La religión de los angelenos es una mezcla de antiguos cultos con un poderoso componente escatológico. El tema del paraíso está representado por una alusión a un místico «Sunset Boulevard». El idioma de los angelenos es un argot colorido y chispeante. La explicación que ellos dan de su origen es vaga:

—Vinieron y nos quitaron el dizz —dicen.

• • •

Todos somos primos. No creo en la reencarnación, pero el único sistema de reencarnación que satisface a la justicia es que cada ser se convierta sucesivamente (o a veces simultáneamente) en cada uno de los demás seres. Eso requeriría unos cuantos miles de millones de vidas; el escritor que tiene un agudo sentimiento de clan intenta hacerlo en una sola.

Todos somos gitanos, como en esta parábola, y poseemos un instinto de regreso al hogar y el recuerdo de un lugar más acogedor y excelente, una realidad que está enmascarada como un espejismo. Si ese lugar más excelente está aquí o en otro sitio o en otro tiempo es algo que no sé, como tampoco sé si será nuestro mundo inmediato cuando esté lo suficientemente vivo; pero tengo una intuición al respecto que a veces cruza por toda la comunidad.
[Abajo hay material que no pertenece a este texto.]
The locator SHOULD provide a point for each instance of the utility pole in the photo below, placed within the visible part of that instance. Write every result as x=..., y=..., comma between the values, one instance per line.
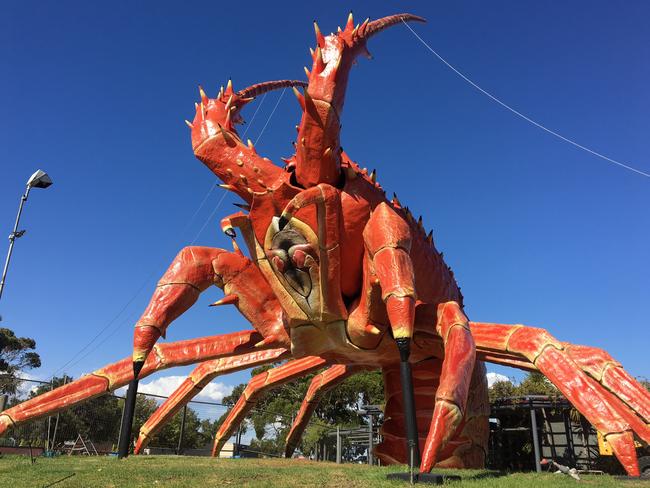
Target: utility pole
x=39, y=179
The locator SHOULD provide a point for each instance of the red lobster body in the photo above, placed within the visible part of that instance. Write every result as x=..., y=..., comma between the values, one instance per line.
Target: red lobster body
x=341, y=278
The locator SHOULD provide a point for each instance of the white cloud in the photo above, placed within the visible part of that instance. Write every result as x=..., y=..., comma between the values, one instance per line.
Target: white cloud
x=166, y=385
x=494, y=377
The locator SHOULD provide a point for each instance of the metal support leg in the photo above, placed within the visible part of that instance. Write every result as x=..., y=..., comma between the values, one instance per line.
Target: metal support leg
x=338, y=445
x=533, y=428
x=370, y=439
x=182, y=432
x=127, y=420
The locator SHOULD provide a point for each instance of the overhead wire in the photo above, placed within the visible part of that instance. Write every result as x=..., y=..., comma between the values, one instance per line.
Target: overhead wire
x=73, y=360
x=521, y=115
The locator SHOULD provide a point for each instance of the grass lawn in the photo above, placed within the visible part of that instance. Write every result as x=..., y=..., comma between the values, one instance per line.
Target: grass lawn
x=178, y=471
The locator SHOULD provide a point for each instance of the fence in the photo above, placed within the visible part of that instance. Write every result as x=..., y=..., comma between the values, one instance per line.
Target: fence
x=97, y=422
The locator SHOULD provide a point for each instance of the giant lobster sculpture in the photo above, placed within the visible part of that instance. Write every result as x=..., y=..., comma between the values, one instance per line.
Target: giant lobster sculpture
x=338, y=277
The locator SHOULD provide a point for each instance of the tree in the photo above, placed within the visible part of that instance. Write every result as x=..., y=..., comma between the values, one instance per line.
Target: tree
x=534, y=383
x=501, y=389
x=15, y=355
x=274, y=413
x=97, y=419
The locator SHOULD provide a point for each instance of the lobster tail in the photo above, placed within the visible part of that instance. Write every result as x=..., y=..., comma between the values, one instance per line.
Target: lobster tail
x=267, y=86
x=318, y=148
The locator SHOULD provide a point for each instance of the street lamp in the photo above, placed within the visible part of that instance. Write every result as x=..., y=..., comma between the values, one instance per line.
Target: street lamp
x=40, y=179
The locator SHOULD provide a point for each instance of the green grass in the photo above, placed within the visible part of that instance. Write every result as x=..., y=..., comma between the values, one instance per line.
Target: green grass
x=173, y=471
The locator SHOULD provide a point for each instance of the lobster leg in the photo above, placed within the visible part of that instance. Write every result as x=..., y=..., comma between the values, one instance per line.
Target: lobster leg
x=193, y=271
x=118, y=374
x=549, y=356
x=455, y=377
x=327, y=201
x=256, y=387
x=321, y=383
x=202, y=375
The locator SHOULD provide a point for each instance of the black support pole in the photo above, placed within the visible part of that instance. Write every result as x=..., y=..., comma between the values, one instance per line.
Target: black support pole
x=412, y=438
x=409, y=403
x=127, y=420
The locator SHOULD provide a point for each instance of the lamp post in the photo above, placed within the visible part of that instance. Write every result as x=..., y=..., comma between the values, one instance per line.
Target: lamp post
x=39, y=179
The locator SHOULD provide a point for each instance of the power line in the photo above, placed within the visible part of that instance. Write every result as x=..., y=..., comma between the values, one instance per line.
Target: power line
x=72, y=362
x=519, y=114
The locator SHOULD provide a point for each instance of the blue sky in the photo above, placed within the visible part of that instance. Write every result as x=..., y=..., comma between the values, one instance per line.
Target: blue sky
x=537, y=231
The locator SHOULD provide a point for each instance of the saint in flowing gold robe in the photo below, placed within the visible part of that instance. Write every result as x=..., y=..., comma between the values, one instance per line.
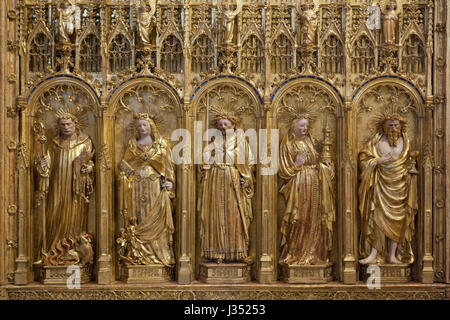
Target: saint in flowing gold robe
x=144, y=169
x=224, y=206
x=387, y=201
x=68, y=192
x=390, y=19
x=309, y=213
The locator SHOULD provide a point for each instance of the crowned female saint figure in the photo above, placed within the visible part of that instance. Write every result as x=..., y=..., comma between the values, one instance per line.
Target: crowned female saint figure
x=146, y=187
x=309, y=208
x=65, y=169
x=226, y=191
x=308, y=11
x=390, y=19
x=144, y=20
x=229, y=16
x=69, y=19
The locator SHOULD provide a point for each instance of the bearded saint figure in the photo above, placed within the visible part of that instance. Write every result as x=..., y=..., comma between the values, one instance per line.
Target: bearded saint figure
x=144, y=21
x=308, y=218
x=66, y=169
x=387, y=194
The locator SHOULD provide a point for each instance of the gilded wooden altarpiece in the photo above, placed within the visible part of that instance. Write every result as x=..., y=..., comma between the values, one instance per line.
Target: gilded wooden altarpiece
x=340, y=63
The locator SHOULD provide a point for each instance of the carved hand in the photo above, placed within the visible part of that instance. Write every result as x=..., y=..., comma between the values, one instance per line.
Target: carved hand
x=300, y=159
x=85, y=168
x=45, y=161
x=385, y=158
x=168, y=185
x=244, y=183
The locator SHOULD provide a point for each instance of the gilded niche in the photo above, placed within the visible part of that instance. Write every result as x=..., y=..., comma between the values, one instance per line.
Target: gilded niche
x=146, y=183
x=388, y=199
x=306, y=169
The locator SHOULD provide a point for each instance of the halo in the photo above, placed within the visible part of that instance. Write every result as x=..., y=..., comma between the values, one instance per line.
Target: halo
x=389, y=112
x=74, y=112
x=289, y=113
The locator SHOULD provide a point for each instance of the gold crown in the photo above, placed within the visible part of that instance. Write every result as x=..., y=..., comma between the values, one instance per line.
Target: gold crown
x=68, y=113
x=144, y=116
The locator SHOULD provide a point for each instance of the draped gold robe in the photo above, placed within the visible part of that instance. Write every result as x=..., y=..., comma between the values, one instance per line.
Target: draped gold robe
x=224, y=207
x=68, y=192
x=387, y=201
x=142, y=198
x=309, y=214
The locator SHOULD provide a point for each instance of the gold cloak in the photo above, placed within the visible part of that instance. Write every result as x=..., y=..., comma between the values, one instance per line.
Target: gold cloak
x=67, y=199
x=309, y=213
x=387, y=201
x=144, y=168
x=224, y=207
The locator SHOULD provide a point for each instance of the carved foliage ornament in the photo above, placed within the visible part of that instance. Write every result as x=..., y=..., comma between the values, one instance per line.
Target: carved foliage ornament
x=226, y=101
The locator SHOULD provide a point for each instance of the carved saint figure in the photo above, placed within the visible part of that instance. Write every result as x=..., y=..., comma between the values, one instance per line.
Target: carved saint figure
x=390, y=19
x=67, y=163
x=229, y=16
x=146, y=187
x=387, y=194
x=225, y=195
x=69, y=20
x=309, y=214
x=308, y=22
x=144, y=21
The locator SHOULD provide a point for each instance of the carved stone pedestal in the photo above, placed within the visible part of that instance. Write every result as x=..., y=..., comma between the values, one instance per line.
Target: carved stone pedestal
x=228, y=273
x=307, y=273
x=60, y=274
x=146, y=273
x=389, y=273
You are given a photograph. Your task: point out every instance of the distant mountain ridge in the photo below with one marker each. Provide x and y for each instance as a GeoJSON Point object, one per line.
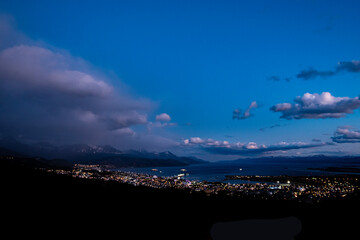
{"type": "Point", "coordinates": [94, 154]}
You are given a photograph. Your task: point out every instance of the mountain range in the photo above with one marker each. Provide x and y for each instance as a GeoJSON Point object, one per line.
{"type": "Point", "coordinates": [94, 154]}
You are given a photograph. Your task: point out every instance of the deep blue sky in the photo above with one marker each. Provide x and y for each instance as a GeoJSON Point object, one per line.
{"type": "Point", "coordinates": [198, 61]}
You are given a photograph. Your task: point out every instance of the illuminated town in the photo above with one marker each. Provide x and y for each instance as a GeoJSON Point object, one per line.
{"type": "Point", "coordinates": [298, 188]}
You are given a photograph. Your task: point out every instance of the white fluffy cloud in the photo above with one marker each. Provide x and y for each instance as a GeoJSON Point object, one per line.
{"type": "Point", "coordinates": [346, 135]}
{"type": "Point", "coordinates": [315, 105]}
{"type": "Point", "coordinates": [238, 114]}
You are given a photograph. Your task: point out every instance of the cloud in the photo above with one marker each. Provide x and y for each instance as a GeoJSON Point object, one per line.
{"type": "Point", "coordinates": [312, 73]}
{"type": "Point", "coordinates": [238, 114]}
{"type": "Point", "coordinates": [346, 135]}
{"type": "Point", "coordinates": [163, 117]}
{"type": "Point", "coordinates": [347, 66]}
{"type": "Point", "coordinates": [352, 66]}
{"type": "Point", "coordinates": [271, 127]}
{"type": "Point", "coordinates": [316, 106]}
{"type": "Point", "coordinates": [49, 95]}
{"type": "Point", "coordinates": [238, 148]}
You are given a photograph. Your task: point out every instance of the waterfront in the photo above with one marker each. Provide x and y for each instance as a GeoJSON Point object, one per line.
{"type": "Point", "coordinates": [308, 189]}
{"type": "Point", "coordinates": [217, 172]}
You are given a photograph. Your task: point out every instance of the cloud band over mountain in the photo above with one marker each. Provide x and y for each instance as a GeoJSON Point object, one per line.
{"type": "Point", "coordinates": [316, 106]}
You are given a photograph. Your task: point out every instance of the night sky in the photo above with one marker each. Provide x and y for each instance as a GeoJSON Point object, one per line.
{"type": "Point", "coordinates": [213, 79]}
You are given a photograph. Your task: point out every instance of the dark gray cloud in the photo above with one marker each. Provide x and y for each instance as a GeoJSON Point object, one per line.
{"type": "Point", "coordinates": [251, 148]}
{"type": "Point", "coordinates": [316, 106]}
{"type": "Point", "coordinates": [346, 135]}
{"type": "Point", "coordinates": [240, 115]}
{"type": "Point", "coordinates": [348, 66]}
{"type": "Point", "coordinates": [46, 94]}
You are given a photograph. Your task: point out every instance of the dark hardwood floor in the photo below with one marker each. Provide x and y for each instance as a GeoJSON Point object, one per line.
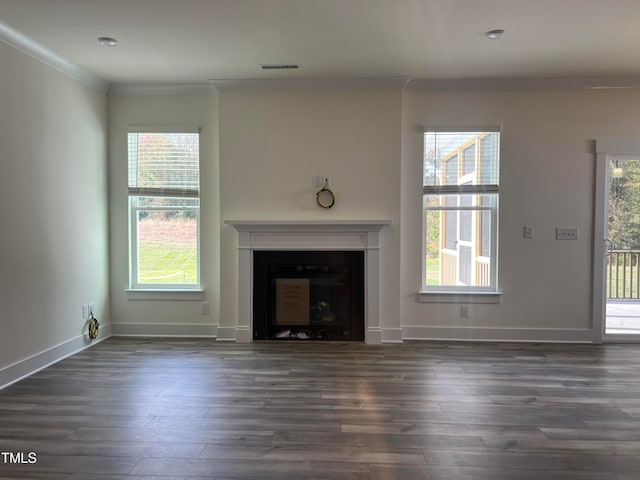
{"type": "Point", "coordinates": [195, 409]}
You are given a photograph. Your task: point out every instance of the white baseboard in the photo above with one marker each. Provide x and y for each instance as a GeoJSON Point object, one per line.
{"type": "Point", "coordinates": [226, 334]}
{"type": "Point", "coordinates": [39, 361]}
{"type": "Point", "coordinates": [391, 335]}
{"type": "Point", "coordinates": [163, 330]}
{"type": "Point", "coordinates": [549, 335]}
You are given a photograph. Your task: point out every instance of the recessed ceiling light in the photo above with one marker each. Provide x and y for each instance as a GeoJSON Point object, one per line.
{"type": "Point", "coordinates": [494, 34]}
{"type": "Point", "coordinates": [107, 41]}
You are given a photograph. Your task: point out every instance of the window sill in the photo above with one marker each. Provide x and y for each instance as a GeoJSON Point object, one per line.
{"type": "Point", "coordinates": [459, 297]}
{"type": "Point", "coordinates": [161, 294]}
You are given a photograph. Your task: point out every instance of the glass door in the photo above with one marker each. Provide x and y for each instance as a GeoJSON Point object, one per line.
{"type": "Point", "coordinates": [622, 247]}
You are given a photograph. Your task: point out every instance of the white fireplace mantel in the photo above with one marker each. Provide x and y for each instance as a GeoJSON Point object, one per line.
{"type": "Point", "coordinates": [308, 235]}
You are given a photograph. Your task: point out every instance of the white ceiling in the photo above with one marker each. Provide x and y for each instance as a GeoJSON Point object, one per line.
{"type": "Point", "coordinates": [193, 41]}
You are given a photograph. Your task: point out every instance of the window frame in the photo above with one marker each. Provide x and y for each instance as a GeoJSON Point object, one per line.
{"type": "Point", "coordinates": [135, 287]}
{"type": "Point", "coordinates": [478, 193]}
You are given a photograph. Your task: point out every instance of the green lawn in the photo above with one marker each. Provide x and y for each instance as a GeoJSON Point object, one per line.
{"type": "Point", "coordinates": [165, 262]}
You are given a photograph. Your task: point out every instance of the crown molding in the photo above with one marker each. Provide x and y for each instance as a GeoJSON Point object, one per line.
{"type": "Point", "coordinates": [505, 84]}
{"type": "Point", "coordinates": [161, 89]}
{"type": "Point", "coordinates": [41, 53]}
{"type": "Point", "coordinates": [309, 84]}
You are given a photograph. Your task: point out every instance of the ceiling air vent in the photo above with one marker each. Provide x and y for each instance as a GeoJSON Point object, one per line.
{"type": "Point", "coordinates": [279, 66]}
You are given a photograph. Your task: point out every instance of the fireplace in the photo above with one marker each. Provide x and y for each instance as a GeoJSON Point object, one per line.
{"type": "Point", "coordinates": [254, 236]}
{"type": "Point", "coordinates": [308, 295]}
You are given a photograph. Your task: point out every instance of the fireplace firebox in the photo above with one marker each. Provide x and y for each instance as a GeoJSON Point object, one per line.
{"type": "Point", "coordinates": [308, 295]}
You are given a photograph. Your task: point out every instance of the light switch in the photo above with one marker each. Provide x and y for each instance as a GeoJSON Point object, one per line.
{"type": "Point", "coordinates": [528, 232]}
{"type": "Point", "coordinates": [566, 233]}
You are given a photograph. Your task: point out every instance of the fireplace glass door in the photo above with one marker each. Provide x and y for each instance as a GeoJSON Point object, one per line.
{"type": "Point", "coordinates": [308, 295]}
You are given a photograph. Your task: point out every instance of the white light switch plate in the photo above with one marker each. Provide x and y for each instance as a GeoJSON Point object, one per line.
{"type": "Point", "coordinates": [566, 233]}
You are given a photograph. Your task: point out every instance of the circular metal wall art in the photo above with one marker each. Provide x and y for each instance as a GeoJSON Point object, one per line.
{"type": "Point", "coordinates": [325, 197]}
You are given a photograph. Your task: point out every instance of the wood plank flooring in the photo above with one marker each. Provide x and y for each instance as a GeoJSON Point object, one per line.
{"type": "Point", "coordinates": [164, 409]}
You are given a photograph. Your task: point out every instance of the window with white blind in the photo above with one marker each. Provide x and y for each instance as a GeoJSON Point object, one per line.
{"type": "Point", "coordinates": [460, 211]}
{"type": "Point", "coordinates": [164, 201]}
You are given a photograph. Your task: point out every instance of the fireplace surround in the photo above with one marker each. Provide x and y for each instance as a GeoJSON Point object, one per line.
{"type": "Point", "coordinates": [304, 235]}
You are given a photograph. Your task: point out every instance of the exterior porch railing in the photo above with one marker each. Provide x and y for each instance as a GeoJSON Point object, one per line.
{"type": "Point", "coordinates": [623, 274]}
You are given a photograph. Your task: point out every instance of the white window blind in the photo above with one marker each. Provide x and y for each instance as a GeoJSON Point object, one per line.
{"type": "Point", "coordinates": [460, 210]}
{"type": "Point", "coordinates": [164, 164]}
{"type": "Point", "coordinates": [445, 173]}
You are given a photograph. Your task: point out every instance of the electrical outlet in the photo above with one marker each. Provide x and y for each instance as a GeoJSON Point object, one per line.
{"type": "Point", "coordinates": [566, 233]}
{"type": "Point", "coordinates": [528, 232]}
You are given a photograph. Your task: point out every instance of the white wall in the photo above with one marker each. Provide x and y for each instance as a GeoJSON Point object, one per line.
{"type": "Point", "coordinates": [182, 317]}
{"type": "Point", "coordinates": [272, 143]}
{"type": "Point", "coordinates": [547, 180]}
{"type": "Point", "coordinates": [53, 206]}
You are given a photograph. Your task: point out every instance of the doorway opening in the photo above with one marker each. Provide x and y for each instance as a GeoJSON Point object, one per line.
{"type": "Point", "coordinates": [622, 271]}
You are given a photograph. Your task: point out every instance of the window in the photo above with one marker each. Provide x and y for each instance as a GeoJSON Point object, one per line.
{"type": "Point", "coordinates": [164, 210]}
{"type": "Point", "coordinates": [460, 211]}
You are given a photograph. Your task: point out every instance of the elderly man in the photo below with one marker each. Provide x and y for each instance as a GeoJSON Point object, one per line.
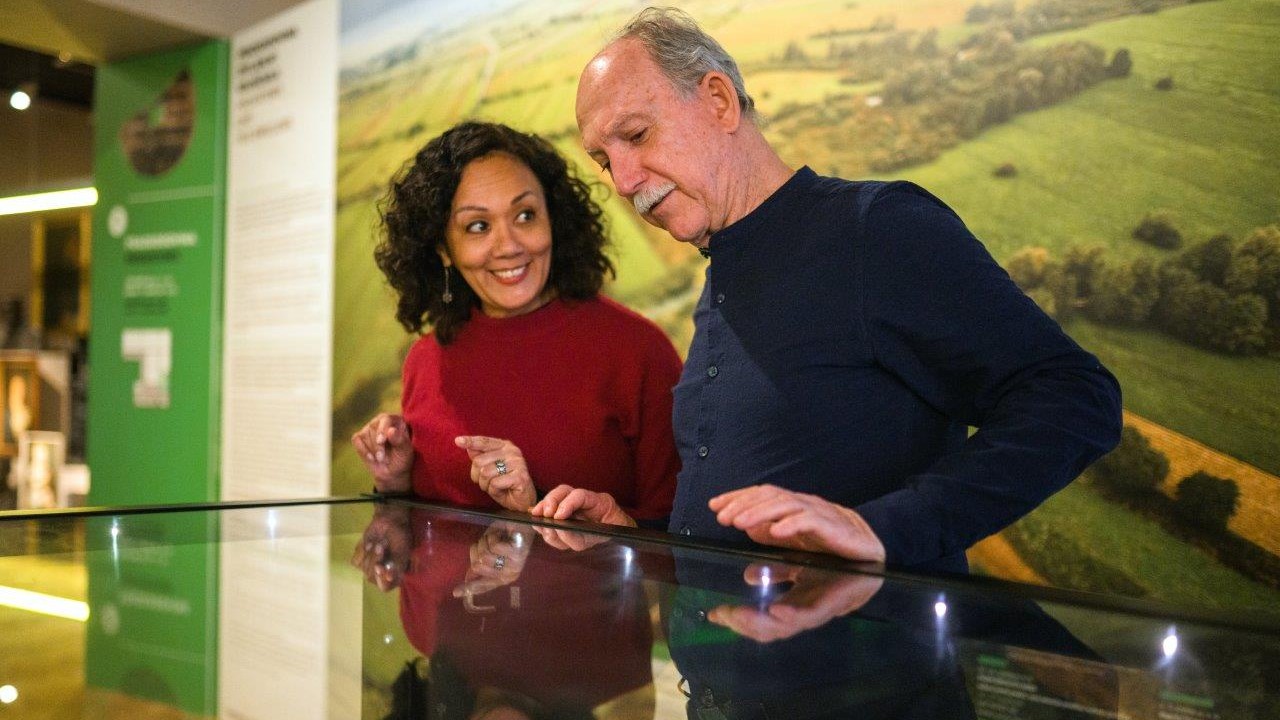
{"type": "Point", "coordinates": [848, 336]}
Existen, o deberían existir, esas alturas resplandecientes; y nos pertenecen. La controversia (o la polaridad) está entre nosotros mismos como individuos y como miembros de las especies incandescentes, confrontadas con la cosa escatológica. Lo expresaría de una forma más inteligente si supiera cómo.

Sin embargo, no he escrito esta historia para desarrollar esta noción, sino para citar un nombre. Existe realmente una Margaret la tabernera; no la de la historia, por supuesto (ya que debemos respetar la desautorización: «Cualquier parecido con personas reales vivas o muertas es pura coincidencia»), sino otra del mismo nombre…, y es gitana. «Pon mi nombre en una historia, simplemente Margaret la tabernera —me dijo—. No me importa a quién, aunque se lo apliques a un perro.» «Pero tú no lo sabrás —le dije—, tú no lees nada, ni ninguna de las personas que te rodean.» «Lo sabré —aseguró ella—, cuando alguien lo lea algún día, cuando llegue al nombre de Margaret la tabernera. Sé cosas así.»

No de mí, sino de algún otro lector que lo lea, Margaret recibirá la intuición, y ambos lo sabrán. «Hey, el viejo murciélago lo hizo», dirá Margaret. Ignoro lo que el lector-emisor atrapado en medio de todo esto pensará o dirá.

Estoy contento de ser un miembro de esta augusta aunque a veces picara compañía que interviene en esta producción. Tiene un aire de excelencia, y algo de ella quedará sobre mí. Somos, todos nosotros, condes de Condom y duques del Pequeño Egipto.